Как вдруг передо мной возник Фрейзер, которого я не видел со дня своей свадьбы.
— Эй, Фрейзер!
— Оги!
— Как это тебя в Париж занесло, приятель?
— Как поживаешь? Все тот же здоровый румянец и улыбаешься по-прежнему! Я тут во Всемирном фонде образования работаю. За год здесь кого только не встречал из знакомых, но чтобы тебя… Удивительно! Оги в этом городе, созданном для человека!
Он говорил очень важно, с большим пафосом, возможно, вдохновленный величием Парижа. Присев ко мне за столик, он — к моему удивлению — разразился целой речью о Париже, городе, совершенно особенном и не похожем ни на какой другой в мире, поскольку он воплощает надежду на то, что человек может быть свободен без помощи богов, олицетворяет здравомыслие, цивилизованность, мудрость, доброжелательность, красоту и так далее. Меня немного обидел смех, вызванный у него моим пребыванием в Париже. Если Париж — город, созданный для человека, почему же он не создан для меня? И вообще, кто этот человек, для которого он создан? Версии могут быть разные, и опять-таки все это только версии.
Но в чем можно винить этот прекрасный цветущий город, и разве стоит обижаться на него, на эту сверкающую круговерть с золотыми конями на мосту и греческой строгостью Тюильри, с каменными изваяниями героев и богинь, с пышностью «Гранд опера», с пикантностью рекламы и магазинных витрин, с его яркими пестрыми красками, его похожим на майский шест обелиском, это многоцветье торта-мороженого, эту бьющую в глаза обертку нашей действительности!

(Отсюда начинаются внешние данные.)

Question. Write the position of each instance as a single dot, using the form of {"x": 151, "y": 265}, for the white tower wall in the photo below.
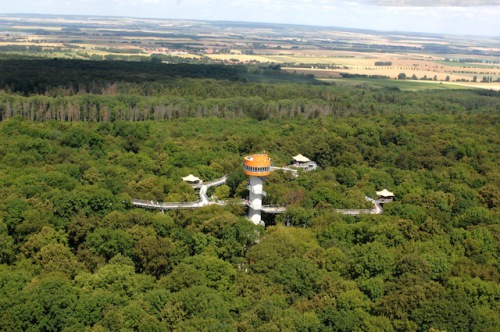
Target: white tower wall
{"x": 255, "y": 200}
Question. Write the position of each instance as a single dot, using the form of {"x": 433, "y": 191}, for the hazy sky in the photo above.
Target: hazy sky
{"x": 477, "y": 17}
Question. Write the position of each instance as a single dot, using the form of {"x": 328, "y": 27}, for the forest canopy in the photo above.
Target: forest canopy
{"x": 76, "y": 256}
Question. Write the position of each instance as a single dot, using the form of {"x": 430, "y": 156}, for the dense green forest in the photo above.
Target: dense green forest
{"x": 76, "y": 256}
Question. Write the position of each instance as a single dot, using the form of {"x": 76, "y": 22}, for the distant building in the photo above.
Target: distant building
{"x": 302, "y": 162}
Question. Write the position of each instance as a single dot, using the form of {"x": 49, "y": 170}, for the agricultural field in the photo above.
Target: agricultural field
{"x": 323, "y": 52}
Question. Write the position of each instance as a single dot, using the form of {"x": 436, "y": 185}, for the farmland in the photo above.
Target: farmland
{"x": 323, "y": 52}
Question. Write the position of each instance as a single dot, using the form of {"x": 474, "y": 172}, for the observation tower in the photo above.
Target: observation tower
{"x": 257, "y": 167}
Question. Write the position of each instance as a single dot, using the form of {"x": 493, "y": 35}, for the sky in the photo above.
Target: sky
{"x": 469, "y": 17}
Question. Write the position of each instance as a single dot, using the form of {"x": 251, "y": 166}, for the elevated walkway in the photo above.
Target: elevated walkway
{"x": 274, "y": 209}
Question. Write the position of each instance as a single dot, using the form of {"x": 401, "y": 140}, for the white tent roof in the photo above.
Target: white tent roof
{"x": 385, "y": 193}
{"x": 191, "y": 178}
{"x": 301, "y": 159}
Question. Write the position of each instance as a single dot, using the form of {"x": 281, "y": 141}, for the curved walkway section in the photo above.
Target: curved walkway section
{"x": 204, "y": 201}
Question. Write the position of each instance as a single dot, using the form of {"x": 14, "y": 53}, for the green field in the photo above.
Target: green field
{"x": 389, "y": 83}
{"x": 465, "y": 64}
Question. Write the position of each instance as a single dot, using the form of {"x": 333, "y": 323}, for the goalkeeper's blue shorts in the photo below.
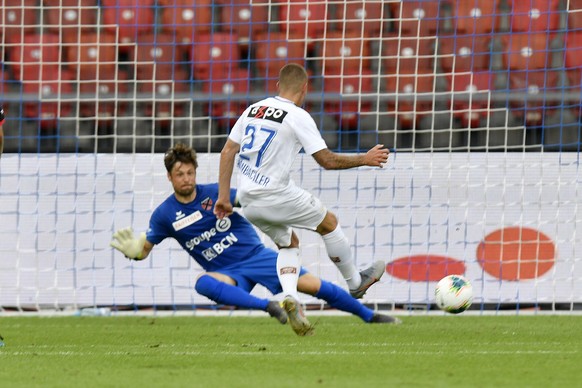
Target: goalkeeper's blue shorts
{"x": 260, "y": 269}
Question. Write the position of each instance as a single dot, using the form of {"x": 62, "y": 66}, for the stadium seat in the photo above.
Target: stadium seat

Вряд ли Фрейзер хотел оскорбить меня, он лишь выразил свое удивление, увидев здесь.
— Я в Париже с окончания войны, — сказал я.
— Неужели? И что делаешь?
— Деловой партнер американского юриста, которого ты встречал на моей свадьбе. Помнишь?
— Ах да, ты же женат! Жена твоя тоже с тобой?
— Конечно. Она киноактриса. Возможно, ты видел ее в «Сиротах», картине об эмигрантах.
— Нет, я редко хожу в кино. А то, что она актриса, меня не удивляет. Она ведь очень красивая. Как у тебя с ней?
— Я люблю ее, — произнес я.
Словно это было исчерпывающим ответом! Но как можно винить меня за то, что я не сказал Фрейзеру ничего больше? Предположим, я начал бы втолковывать ему, что и она меня любит, но ровно настолько, насколько Париж создан для человека, любит по-своему и как она это понимает, учитывая ее занятия и заботы, — любит любовью, преодолевающей все эти заботы, все то, что Минтушьян тогда, в турецких банях, называл основополагающей сутью. Нет, я не собирался обсуждать это с Фрейзером. Когда я заговаривал об этом со Стеллой — а иногда я все-таки так делал, — то казался себе, а может быть, и ей, каким-то фанатиком наподобие тех, кого считал фанатиками и сам, — людей, пытавшихся увлечь меня своими идеями и вербовавших в сторонники. Тогда словно в зеркале я видел в ней отражение собственного упорства в тех случаях, когда противился и не хотел терять себя. Тогда, в Акатле, она не зря заметила наше сходство. Мы с ней действительно очень похожи.